Partial Product Aware Machine Learning on DNA-Encoded Libraries Download PDF

Published: 05 Apr 2022, Last Modified: 05 May 2023MLDD PosterReaders: Everyone
Keywords: DNA encoded libraries, GNN, molecules, drug discovery, molecular representation, QSAR
TL;DR: We present an approach to improve the representation of DNA encoded library data for machine learning that takes into account partial products and heterogeneous yields.

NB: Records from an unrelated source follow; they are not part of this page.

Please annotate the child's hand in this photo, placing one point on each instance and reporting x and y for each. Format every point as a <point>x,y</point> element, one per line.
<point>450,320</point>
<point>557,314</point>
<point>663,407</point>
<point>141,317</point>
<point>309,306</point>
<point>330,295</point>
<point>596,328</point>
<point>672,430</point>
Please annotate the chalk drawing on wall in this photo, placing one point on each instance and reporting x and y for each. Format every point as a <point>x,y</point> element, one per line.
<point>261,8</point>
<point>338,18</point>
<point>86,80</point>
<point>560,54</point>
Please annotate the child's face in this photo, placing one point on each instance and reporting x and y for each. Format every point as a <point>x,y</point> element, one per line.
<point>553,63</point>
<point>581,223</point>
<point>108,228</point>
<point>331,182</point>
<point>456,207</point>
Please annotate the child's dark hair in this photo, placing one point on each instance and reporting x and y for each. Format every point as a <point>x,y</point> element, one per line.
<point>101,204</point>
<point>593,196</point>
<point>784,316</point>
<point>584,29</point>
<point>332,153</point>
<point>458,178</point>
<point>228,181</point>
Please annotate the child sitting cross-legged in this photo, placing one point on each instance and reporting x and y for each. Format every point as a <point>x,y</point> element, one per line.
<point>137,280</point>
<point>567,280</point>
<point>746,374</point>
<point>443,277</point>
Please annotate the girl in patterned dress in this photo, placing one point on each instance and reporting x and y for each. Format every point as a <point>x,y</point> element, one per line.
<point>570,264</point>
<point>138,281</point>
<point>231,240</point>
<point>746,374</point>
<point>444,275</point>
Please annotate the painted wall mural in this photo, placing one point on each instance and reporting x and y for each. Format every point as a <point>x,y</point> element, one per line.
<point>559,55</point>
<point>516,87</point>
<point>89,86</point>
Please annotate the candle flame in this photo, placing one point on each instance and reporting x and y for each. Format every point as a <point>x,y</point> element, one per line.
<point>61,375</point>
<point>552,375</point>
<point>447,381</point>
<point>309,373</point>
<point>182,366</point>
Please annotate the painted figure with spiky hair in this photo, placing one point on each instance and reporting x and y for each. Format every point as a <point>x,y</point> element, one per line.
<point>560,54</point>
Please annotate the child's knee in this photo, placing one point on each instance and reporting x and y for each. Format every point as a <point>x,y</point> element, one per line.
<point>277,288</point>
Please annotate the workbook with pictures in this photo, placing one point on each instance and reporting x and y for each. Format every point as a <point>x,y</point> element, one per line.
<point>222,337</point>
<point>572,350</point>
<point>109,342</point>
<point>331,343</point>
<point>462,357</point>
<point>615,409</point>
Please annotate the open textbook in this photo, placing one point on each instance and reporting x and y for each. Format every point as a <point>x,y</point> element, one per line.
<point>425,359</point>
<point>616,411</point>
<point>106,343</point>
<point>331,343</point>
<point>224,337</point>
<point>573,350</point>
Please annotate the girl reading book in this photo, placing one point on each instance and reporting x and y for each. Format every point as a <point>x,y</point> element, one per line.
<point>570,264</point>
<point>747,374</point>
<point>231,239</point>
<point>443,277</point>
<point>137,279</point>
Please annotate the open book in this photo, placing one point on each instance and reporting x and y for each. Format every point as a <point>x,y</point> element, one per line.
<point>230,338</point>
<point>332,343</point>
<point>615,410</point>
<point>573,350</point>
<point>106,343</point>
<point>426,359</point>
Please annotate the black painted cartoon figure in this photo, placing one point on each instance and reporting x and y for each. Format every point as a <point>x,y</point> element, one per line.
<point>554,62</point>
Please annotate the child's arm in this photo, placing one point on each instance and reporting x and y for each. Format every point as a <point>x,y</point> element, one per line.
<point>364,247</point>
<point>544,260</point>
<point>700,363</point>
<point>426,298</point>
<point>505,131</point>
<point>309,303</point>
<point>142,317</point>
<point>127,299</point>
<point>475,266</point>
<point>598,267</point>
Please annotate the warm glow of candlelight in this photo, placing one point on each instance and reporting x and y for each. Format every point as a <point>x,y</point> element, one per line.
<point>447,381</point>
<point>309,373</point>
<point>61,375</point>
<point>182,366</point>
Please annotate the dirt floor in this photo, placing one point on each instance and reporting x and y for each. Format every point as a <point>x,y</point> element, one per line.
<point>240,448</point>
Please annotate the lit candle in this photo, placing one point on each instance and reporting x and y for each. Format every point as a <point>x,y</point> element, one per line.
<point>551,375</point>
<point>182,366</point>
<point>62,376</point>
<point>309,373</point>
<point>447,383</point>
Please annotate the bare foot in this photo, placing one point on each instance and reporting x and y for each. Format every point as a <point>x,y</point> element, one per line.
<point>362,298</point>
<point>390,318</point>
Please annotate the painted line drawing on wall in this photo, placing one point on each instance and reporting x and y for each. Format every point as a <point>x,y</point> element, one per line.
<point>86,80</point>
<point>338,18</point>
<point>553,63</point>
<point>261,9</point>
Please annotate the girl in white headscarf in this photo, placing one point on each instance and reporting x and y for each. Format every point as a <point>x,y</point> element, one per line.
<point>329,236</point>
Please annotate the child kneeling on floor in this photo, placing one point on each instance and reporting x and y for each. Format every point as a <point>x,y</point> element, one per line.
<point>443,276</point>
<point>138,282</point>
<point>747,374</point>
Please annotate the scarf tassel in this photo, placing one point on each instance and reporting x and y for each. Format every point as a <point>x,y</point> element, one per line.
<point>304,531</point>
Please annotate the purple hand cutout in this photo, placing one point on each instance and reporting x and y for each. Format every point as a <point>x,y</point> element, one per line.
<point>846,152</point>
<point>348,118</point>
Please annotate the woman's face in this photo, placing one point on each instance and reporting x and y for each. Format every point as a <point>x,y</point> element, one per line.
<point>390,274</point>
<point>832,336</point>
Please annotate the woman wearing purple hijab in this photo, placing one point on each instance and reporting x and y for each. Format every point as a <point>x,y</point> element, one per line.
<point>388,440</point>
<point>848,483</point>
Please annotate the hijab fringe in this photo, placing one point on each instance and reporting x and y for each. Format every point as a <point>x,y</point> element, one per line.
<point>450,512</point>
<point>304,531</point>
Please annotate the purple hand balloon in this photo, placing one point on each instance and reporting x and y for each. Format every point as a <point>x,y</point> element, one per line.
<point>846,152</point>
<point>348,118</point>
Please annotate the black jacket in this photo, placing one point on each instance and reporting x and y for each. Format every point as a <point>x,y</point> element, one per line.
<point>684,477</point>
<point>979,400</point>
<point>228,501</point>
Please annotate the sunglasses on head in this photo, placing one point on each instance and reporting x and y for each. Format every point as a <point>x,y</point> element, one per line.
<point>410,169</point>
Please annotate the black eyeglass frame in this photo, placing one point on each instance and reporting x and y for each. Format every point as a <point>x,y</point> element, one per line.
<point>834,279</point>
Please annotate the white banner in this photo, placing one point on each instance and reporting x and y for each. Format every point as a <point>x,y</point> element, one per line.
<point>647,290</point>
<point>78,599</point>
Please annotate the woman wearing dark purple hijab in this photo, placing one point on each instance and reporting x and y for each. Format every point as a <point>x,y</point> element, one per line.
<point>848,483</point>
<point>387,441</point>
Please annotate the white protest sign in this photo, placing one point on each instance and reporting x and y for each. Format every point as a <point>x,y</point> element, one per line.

Abstract: DNA encoded libraries (DELs) are used for rapid large-scale screening of small molecules against a protein target. These combinatorial libraries are built through several cycles of chemistry and DNA ligation, producing large sets of DNA-tagged molecules. Training machine learning models on DEL data has been shown to be effective at predicting molecules of interest dissimilar from those in the original DEL. Machine learning chemical property prediction approaches rely on the assumption that the property of interest is linked to a single chemical structure. In the context of DNA-encoded libraries, this is equivalent to assuming that every chemical reaction fully yields the desired product. However, in practice, multi-step chemical synthesis sometimes generates partial molecules. Each unique DNA tag in a DEL therefore corresponds to a set of possible molecules. Here, we leverage reaction yield data to enumerate the set of possible molecules corresponding to a given DNA tag. This paper demonstrates that training a custom GNN on this richer dataset improves accuracy and generalization performance.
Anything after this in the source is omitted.